Paul,
Here is how I have raised queens very easily with minimal resources. I have done this in WI and in OH. I have raised, probably, 30 queens with 100% success and very little work. This is basically the Hopkins method. Here’s how to do it (details omitted here):
Put together a very strong box of young bees and older brood. This box should be bubbling over with bees and should have no eggs or young larva.
Next, place a rim on top of the box which is designed to hold a single frame sideways (so the comb is horizontal).
Place a frame of fresh comb filled with eggs (from a queen you like) in the rim. This frame should have plastic foundation for good support (no wires). Before you put the frame in you can score the down-facing side of the comb with your hive tool (maybe two scrapes the long way and three scrapes in the other direction). The scoring will prevent the queen cells from becoming too clustered together.
Make sure the colony is queenless and close the box.

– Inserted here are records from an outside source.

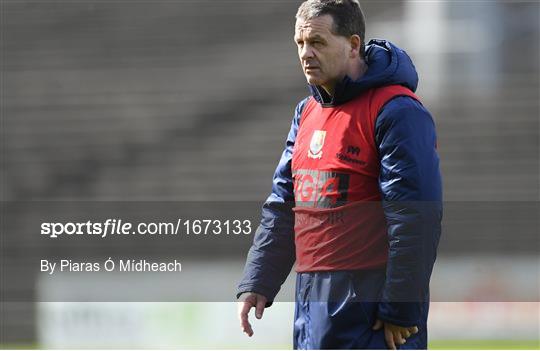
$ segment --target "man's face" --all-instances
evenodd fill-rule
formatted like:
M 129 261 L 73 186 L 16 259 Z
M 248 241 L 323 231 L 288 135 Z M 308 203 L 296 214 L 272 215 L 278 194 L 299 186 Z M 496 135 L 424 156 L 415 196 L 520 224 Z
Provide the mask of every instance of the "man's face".
M 298 57 L 308 83 L 321 85 L 329 92 L 347 74 L 351 49 L 347 38 L 332 33 L 333 24 L 330 15 L 310 20 L 299 18 L 294 33 Z

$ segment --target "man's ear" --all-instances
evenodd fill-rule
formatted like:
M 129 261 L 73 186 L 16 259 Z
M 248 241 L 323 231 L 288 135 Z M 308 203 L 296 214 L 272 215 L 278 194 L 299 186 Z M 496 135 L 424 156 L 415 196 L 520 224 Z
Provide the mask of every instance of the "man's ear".
M 360 46 L 362 43 L 362 39 L 359 35 L 353 34 L 349 38 L 349 43 L 351 44 L 351 51 L 349 53 L 351 58 L 356 58 L 360 56 Z

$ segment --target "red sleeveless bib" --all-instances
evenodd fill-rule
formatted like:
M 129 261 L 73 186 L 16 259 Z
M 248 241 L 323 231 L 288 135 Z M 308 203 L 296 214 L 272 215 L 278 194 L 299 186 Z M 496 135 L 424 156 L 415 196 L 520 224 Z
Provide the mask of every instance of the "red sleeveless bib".
M 400 85 L 371 89 L 336 107 L 310 98 L 293 150 L 296 271 L 382 267 L 388 258 L 375 122 Z

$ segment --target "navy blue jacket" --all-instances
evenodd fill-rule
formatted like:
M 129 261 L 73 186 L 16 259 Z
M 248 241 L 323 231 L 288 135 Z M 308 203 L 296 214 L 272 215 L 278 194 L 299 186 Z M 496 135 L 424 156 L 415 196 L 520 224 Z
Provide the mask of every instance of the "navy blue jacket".
M 358 80 L 345 77 L 327 100 L 310 86 L 321 104 L 345 103 L 374 87 L 400 84 L 413 92 L 418 75 L 409 56 L 383 40 L 366 46 L 367 72 Z M 262 220 L 249 250 L 242 292 L 274 300 L 295 261 L 292 151 L 307 98 L 295 110 L 286 147 L 274 174 L 272 193 L 262 208 Z M 410 97 L 396 97 L 379 112 L 375 136 L 380 191 L 388 226 L 389 256 L 378 317 L 402 326 L 417 325 L 422 302 L 429 301 L 429 280 L 441 233 L 442 185 L 435 126 L 430 113 Z

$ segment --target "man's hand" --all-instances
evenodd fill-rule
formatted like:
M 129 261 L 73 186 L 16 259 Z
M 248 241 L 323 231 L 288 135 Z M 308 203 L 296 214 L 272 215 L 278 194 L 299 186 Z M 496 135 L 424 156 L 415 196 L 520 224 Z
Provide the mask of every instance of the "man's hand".
M 240 328 L 248 336 L 253 335 L 253 329 L 249 324 L 248 314 L 252 307 L 255 307 L 255 317 L 261 319 L 266 305 L 266 297 L 254 292 L 247 292 L 238 298 L 238 319 L 240 319 Z
M 413 334 L 418 333 L 418 327 L 400 327 L 399 325 L 383 322 L 377 319 L 373 330 L 379 330 L 384 326 L 384 338 L 386 344 L 391 350 L 396 349 L 396 345 L 403 345 L 407 341 L 407 338 Z

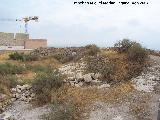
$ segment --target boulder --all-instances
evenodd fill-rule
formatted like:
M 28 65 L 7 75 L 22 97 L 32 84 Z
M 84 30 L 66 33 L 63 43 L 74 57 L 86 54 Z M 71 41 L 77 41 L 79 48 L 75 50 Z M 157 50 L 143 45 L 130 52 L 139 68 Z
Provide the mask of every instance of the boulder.
M 83 78 L 84 78 L 84 81 L 87 83 L 92 81 L 92 76 L 90 73 L 83 75 Z

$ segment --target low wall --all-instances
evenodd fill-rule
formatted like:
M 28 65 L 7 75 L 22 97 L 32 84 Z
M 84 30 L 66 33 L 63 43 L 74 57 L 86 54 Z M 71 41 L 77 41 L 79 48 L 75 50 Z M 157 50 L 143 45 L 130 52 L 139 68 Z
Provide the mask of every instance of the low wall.
M 36 49 L 40 47 L 47 47 L 47 40 L 46 39 L 30 39 L 25 41 L 24 45 L 25 49 Z
M 24 46 L 0 46 L 0 50 L 22 50 Z

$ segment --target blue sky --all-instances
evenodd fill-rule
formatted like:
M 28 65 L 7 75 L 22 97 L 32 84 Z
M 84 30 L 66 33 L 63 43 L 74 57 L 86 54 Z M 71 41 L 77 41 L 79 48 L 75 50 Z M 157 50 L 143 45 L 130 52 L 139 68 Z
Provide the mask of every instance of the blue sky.
M 29 23 L 30 37 L 46 38 L 49 46 L 107 47 L 129 38 L 160 50 L 160 0 L 143 0 L 148 5 L 123 6 L 74 5 L 75 1 L 78 0 L 1 0 L 0 18 L 39 16 L 38 23 Z M 21 22 L 0 21 L 0 26 L 0 32 L 24 31 Z

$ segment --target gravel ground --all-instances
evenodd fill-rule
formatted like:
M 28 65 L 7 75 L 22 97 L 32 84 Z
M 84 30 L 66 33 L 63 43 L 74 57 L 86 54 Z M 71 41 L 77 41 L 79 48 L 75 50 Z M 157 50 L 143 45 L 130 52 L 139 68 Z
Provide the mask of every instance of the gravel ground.
M 4 114 L 15 120 L 40 120 L 40 116 L 49 112 L 47 106 L 33 108 L 31 104 L 23 101 L 15 101 Z

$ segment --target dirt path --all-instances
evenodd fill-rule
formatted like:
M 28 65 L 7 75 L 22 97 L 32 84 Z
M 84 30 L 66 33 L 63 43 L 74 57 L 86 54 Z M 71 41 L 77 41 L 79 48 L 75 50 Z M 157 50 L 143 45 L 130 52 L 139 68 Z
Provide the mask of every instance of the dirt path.
M 29 103 L 15 101 L 3 114 L 13 120 L 40 120 L 41 115 L 47 112 L 49 112 L 47 106 L 35 108 Z

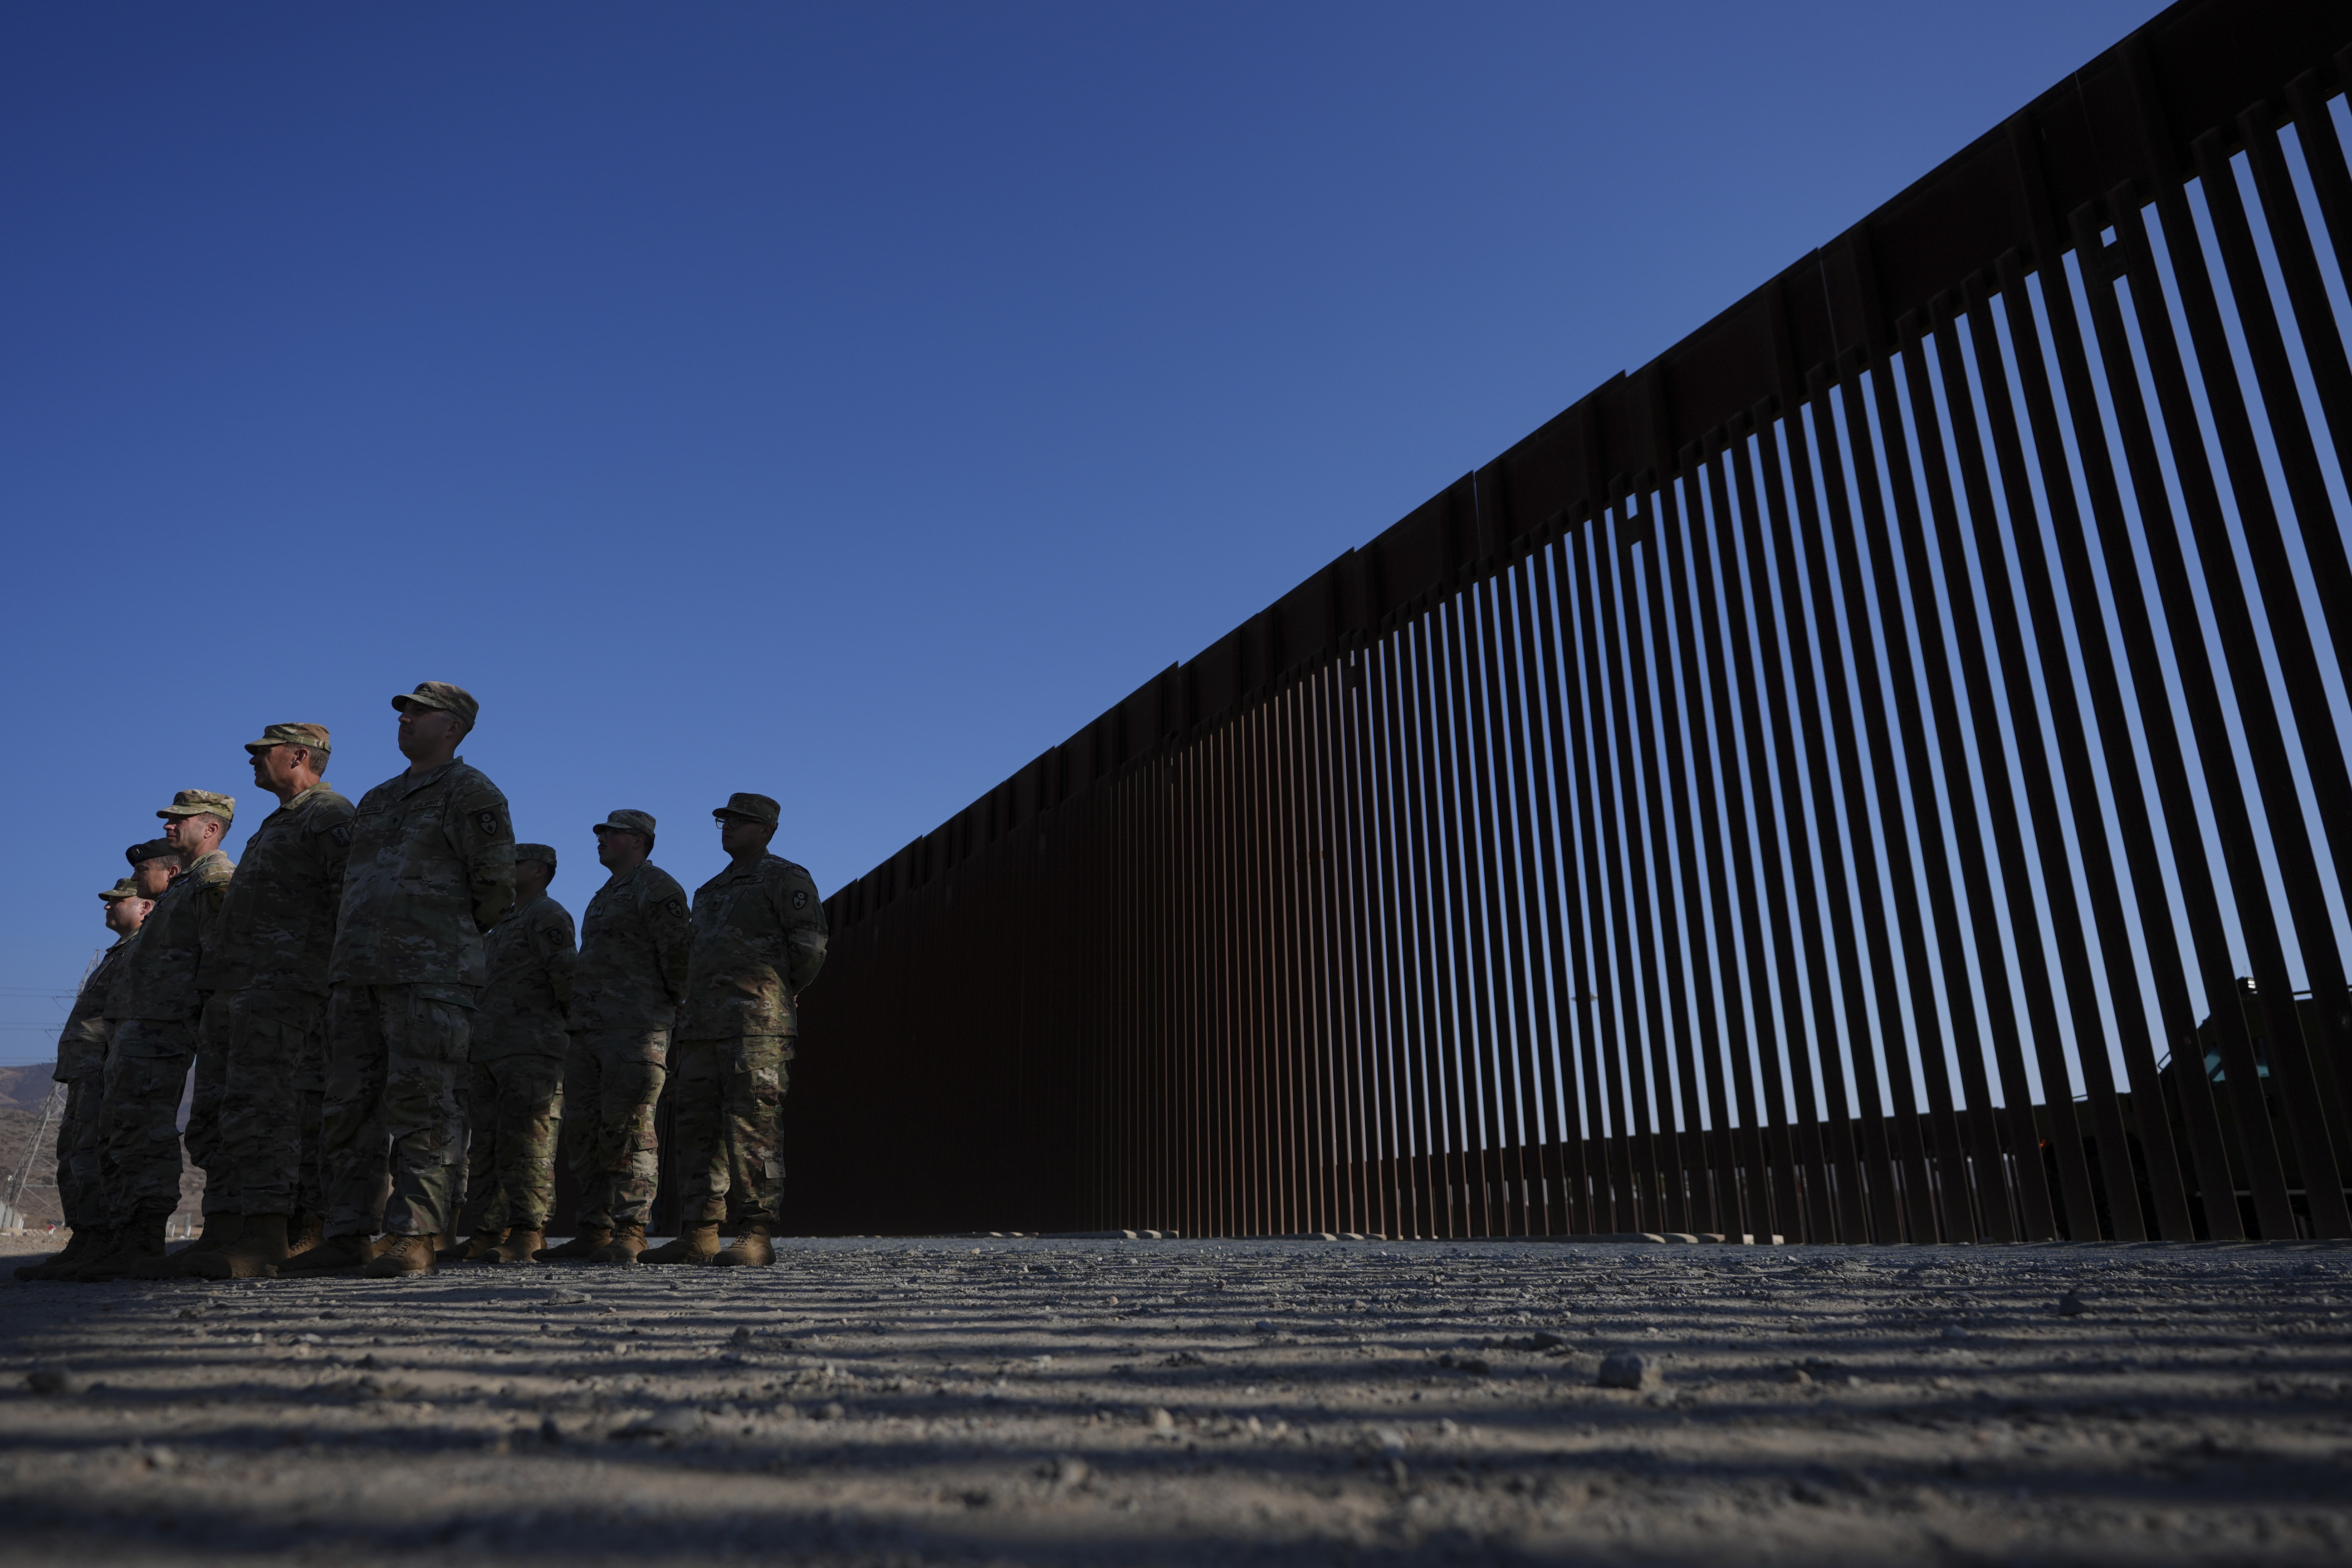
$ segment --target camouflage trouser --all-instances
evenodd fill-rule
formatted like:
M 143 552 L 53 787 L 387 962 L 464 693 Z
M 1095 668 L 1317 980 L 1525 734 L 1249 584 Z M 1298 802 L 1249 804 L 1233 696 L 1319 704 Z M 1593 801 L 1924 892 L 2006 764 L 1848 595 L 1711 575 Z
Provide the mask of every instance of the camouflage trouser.
M 454 1217 L 473 1008 L 464 986 L 351 985 L 327 1001 L 327 1092 L 319 1153 L 327 1234 L 434 1236 Z M 392 1155 L 392 1195 L 375 1195 Z
M 654 1104 L 667 1029 L 583 1029 L 563 1058 L 563 1163 L 580 1183 L 583 1230 L 643 1225 L 661 1180 Z
M 790 1035 L 677 1043 L 680 1225 L 776 1223 Z M 734 1213 L 730 1216 L 728 1211 Z
M 555 1139 L 563 1063 L 510 1056 L 467 1069 L 467 1190 L 477 1232 L 544 1230 L 555 1208 Z
M 106 1069 L 66 1085 L 66 1118 L 58 1123 L 58 1201 L 75 1230 L 106 1224 Z
M 206 1214 L 237 1214 L 236 1171 L 222 1157 L 221 1091 L 228 1087 L 228 1004 L 217 992 L 205 998 L 196 1022 L 196 1081 L 188 1098 L 188 1125 L 181 1134 L 189 1163 L 205 1173 Z
M 326 1005 L 285 991 L 240 991 L 215 997 L 222 1015 L 219 1049 L 205 1042 L 196 1058 L 199 1095 L 204 1061 L 224 1063 L 220 1100 L 221 1158 L 206 1166 L 229 1173 L 240 1212 L 289 1217 L 322 1212 L 319 1186 L 319 1100 L 325 1087 Z M 194 1123 L 189 1123 L 191 1147 Z M 206 1189 L 207 1211 L 214 1208 Z
M 196 1025 L 129 1018 L 106 1053 L 105 1223 L 160 1219 L 180 1206 L 180 1091 Z

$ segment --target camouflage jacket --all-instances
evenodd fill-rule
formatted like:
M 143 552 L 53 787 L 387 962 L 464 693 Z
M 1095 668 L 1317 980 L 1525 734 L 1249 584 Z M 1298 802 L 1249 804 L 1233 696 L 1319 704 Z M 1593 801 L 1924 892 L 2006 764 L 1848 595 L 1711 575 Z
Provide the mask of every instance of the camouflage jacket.
M 66 1026 L 58 1031 L 57 1070 L 49 1074 L 58 1082 L 96 1078 L 106 1070 L 106 1042 L 114 1037 L 114 1026 L 106 1021 L 107 989 L 121 972 L 123 954 L 138 934 L 132 931 L 130 936 L 116 937 L 114 945 L 99 954 L 98 962 L 83 978 L 73 1011 L 66 1015 Z
M 514 828 L 498 785 L 463 757 L 386 779 L 352 818 L 328 977 L 479 986 L 482 933 L 513 902 Z
M 572 911 L 541 893 L 482 939 L 488 977 L 474 1005 L 473 1059 L 560 1057 L 572 996 Z
M 153 911 L 149 912 L 152 914 Z M 110 1043 L 114 1038 L 114 1026 L 131 1016 L 131 950 L 139 945 L 139 931 L 146 929 L 142 925 L 139 931 L 122 939 L 121 953 L 114 960 L 113 972 L 107 978 L 103 1011 L 106 1015 L 106 1037 Z
M 793 998 L 824 967 L 824 905 L 806 871 L 763 855 L 694 894 L 694 962 L 678 1037 L 797 1033 Z
M 110 1018 L 193 1024 L 205 1010 L 197 975 L 218 940 L 221 900 L 236 862 L 215 849 L 172 879 L 139 928 L 139 945 L 122 956 L 122 1011 L 110 991 Z
M 575 1029 L 667 1029 L 677 1022 L 694 948 L 686 889 L 648 862 L 596 889 L 580 917 Z
M 352 803 L 321 780 L 262 819 L 221 900 L 206 991 L 327 994 L 327 959 L 352 853 Z

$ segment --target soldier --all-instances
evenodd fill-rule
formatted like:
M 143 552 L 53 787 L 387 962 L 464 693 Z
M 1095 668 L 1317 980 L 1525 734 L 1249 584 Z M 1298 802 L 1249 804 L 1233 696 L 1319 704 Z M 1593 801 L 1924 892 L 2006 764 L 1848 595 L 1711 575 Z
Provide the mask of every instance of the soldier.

I suppose you can feed them if a flow is not on.
This strong, young, queenless and well fed colony will produce lots of queens on the down-facing side of the rim frame.
When the queens are two or three days away from emerging you can make a bunch of tiny mating nucs. (Don’t wait too long! If one queen has emerged you will only get one queen.) Take a small serrated jack knife and cut out each queen cell. The plastic foundation will help prevent the comb from squishing together when you cut. Introduce the queen cell to a mating nuc - say two frames of bees (or any colony that is eager to accept a new queen).
So, you don’t need A colony to produce A queen With one box of bees you can produce lots of queens. Oh, and no grafting.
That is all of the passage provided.